Internet users in Pakistan are growing increasingly frustrated, with local ISP Nayatel adding to their woes by confirming that its clients are also experiencing slow internet speeds.
Emails sent to consumers confirm the problems and explain that they are due to issues with their upstream connections. Today, Nayatel users received an email stating:
You might be facing intermittent degradation on internet services due to an issue at upstream links. Our teams are already looking into it for earliest resolution. We are sorry for the trouble.
Several Pakistani internet service providers (ISPs) have reported experiencing internet degradation, and this announcement from Nayatel comes at the same time. The biggest ISP in the country, PTCL, has also been receiving complaints about slow connections, suggesting a systemic problem across the country.
Although the Pakistan Telecommunication Authority (PTA) had earlier this month claimed that temporary bandwidth adjustments had fixed internet degradation caused by a submarine cable malfunction, the current scenario indicates that these efforts have not given a durable solution.
As of today, popular social apps like WhatsApp and YouTube are apparently running very slowly, making it hard for many people to communicate.
While Nayatel’s Downdetector page does not indicate any major outages happening right now, it does have user comments from earlier in January expressing concerns about the stability of the service.
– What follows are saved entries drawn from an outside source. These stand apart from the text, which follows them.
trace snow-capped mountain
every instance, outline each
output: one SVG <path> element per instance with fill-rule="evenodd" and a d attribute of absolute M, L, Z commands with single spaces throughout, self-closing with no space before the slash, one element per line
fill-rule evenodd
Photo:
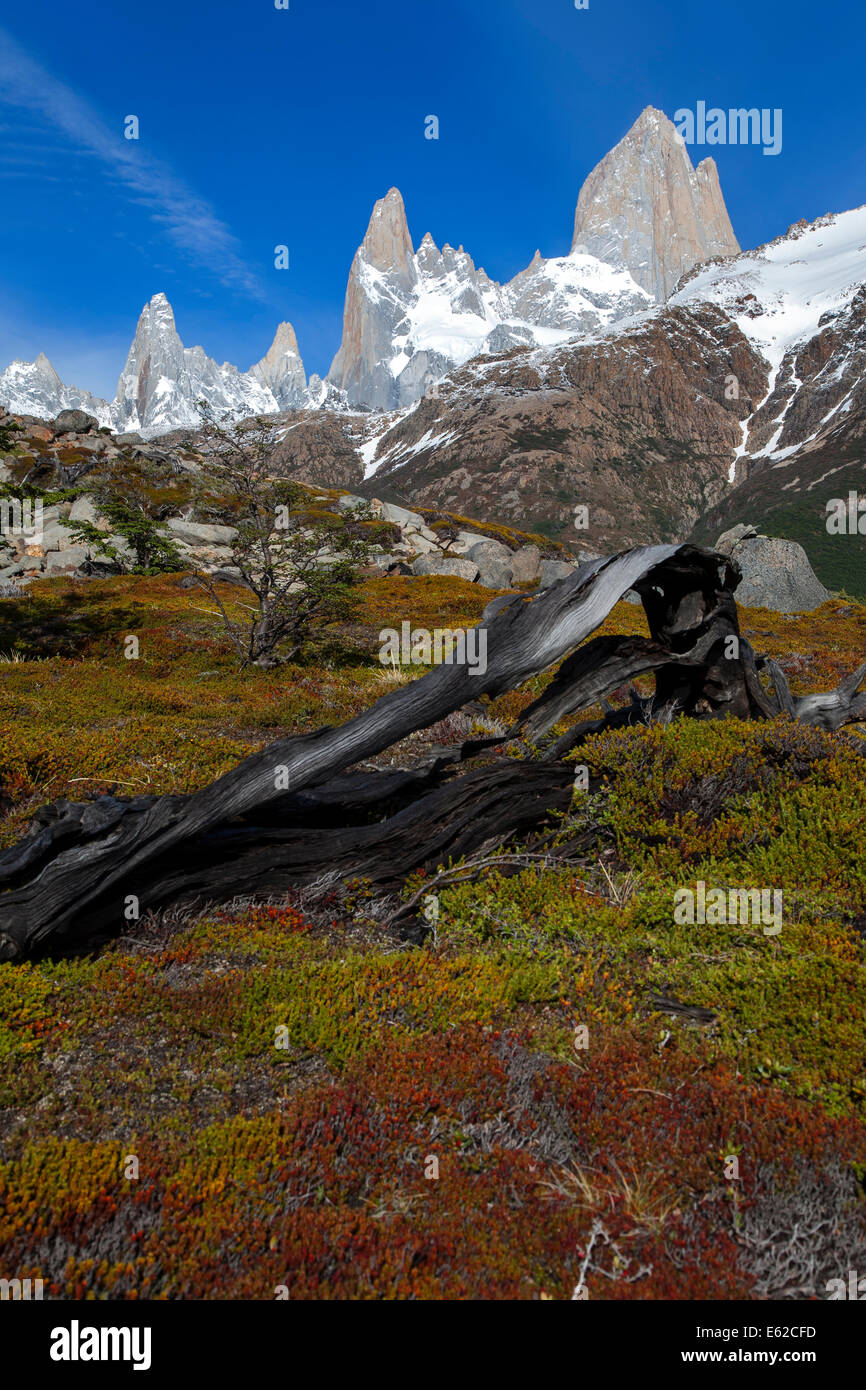
<path fill-rule="evenodd" d="M 41 356 L 0 375 L 0 402 L 40 415 L 80 405 L 146 436 L 193 426 L 201 396 L 239 417 L 297 407 L 405 409 L 472 357 L 605 329 L 660 302 L 708 256 L 737 250 L 713 161 L 694 170 L 673 124 L 648 107 L 584 183 L 570 254 L 544 259 L 537 251 L 506 285 L 476 269 L 462 246 L 440 251 L 428 234 L 415 251 L 392 188 L 352 263 L 343 339 L 324 384 L 315 378 L 307 388 L 290 324 L 241 372 L 185 348 L 158 294 L 141 315 L 113 402 L 64 386 Z"/>
<path fill-rule="evenodd" d="M 95 415 L 100 424 L 146 439 L 200 422 L 196 401 L 204 398 L 218 415 L 273 415 L 320 404 L 321 382 L 308 398 L 304 364 L 294 329 L 281 323 L 271 347 L 248 372 L 230 362 L 220 366 L 201 347 L 185 348 L 164 294 L 144 306 L 126 365 L 110 403 L 88 391 L 64 386 L 48 358 L 13 362 L 0 375 L 0 402 L 25 415 L 51 419 L 70 407 Z M 331 402 L 333 403 L 333 402 Z"/>
<path fill-rule="evenodd" d="M 202 398 L 218 414 L 271 415 L 300 405 L 305 387 L 291 324 L 281 323 L 262 360 L 241 372 L 230 362 L 219 366 L 203 348 L 185 348 L 171 305 L 156 294 L 138 321 L 112 414 L 115 428 L 150 436 L 197 425 Z"/>
<path fill-rule="evenodd" d="M 572 540 L 581 502 L 598 551 L 712 543 L 744 517 L 820 537 L 827 497 L 866 486 L 866 208 L 718 256 L 591 332 L 476 356 L 344 434 L 344 486 Z M 296 454 L 309 468 L 301 428 L 289 471 Z"/>
<path fill-rule="evenodd" d="M 715 160 L 693 168 L 682 136 L 653 106 L 580 190 L 572 251 L 625 267 L 656 303 L 692 266 L 739 249 Z"/>
<path fill-rule="evenodd" d="M 35 362 L 11 362 L 0 373 L 0 404 L 43 420 L 52 420 L 61 410 L 86 410 L 101 425 L 112 423 L 108 402 L 77 386 L 65 386 L 44 352 Z"/>
<path fill-rule="evenodd" d="M 412 247 L 396 188 L 373 209 L 349 275 L 343 341 L 329 380 L 352 405 L 411 405 L 479 354 L 551 346 L 663 302 L 685 271 L 739 251 L 716 166 L 692 167 L 653 107 L 581 189 L 568 256 L 536 251 L 506 285 L 429 233 Z"/>
<path fill-rule="evenodd" d="M 504 286 L 462 246 L 440 251 L 429 232 L 415 252 L 392 188 L 355 254 L 328 380 L 352 405 L 400 409 L 471 357 L 563 342 L 651 302 L 627 270 L 579 252 L 547 261 L 537 252 Z"/>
A lot of people are having problems with WhatsApp and similar apps, and Nayatel’s email seems to confirm that. Users are saying that their text messages are taking a long time to send, but receiving messages and media are working well.
It’s not clear how long it will take for Nayatel and other ISPs to fix these connection problems. Nayatel’s email does not give an exact timeframe, just saying that their teams are working to fix the issue as soon as possible.
Following VPNs, the PTA is now attributing Pakistan’s internet slowness to issues within the telecom infrastructure.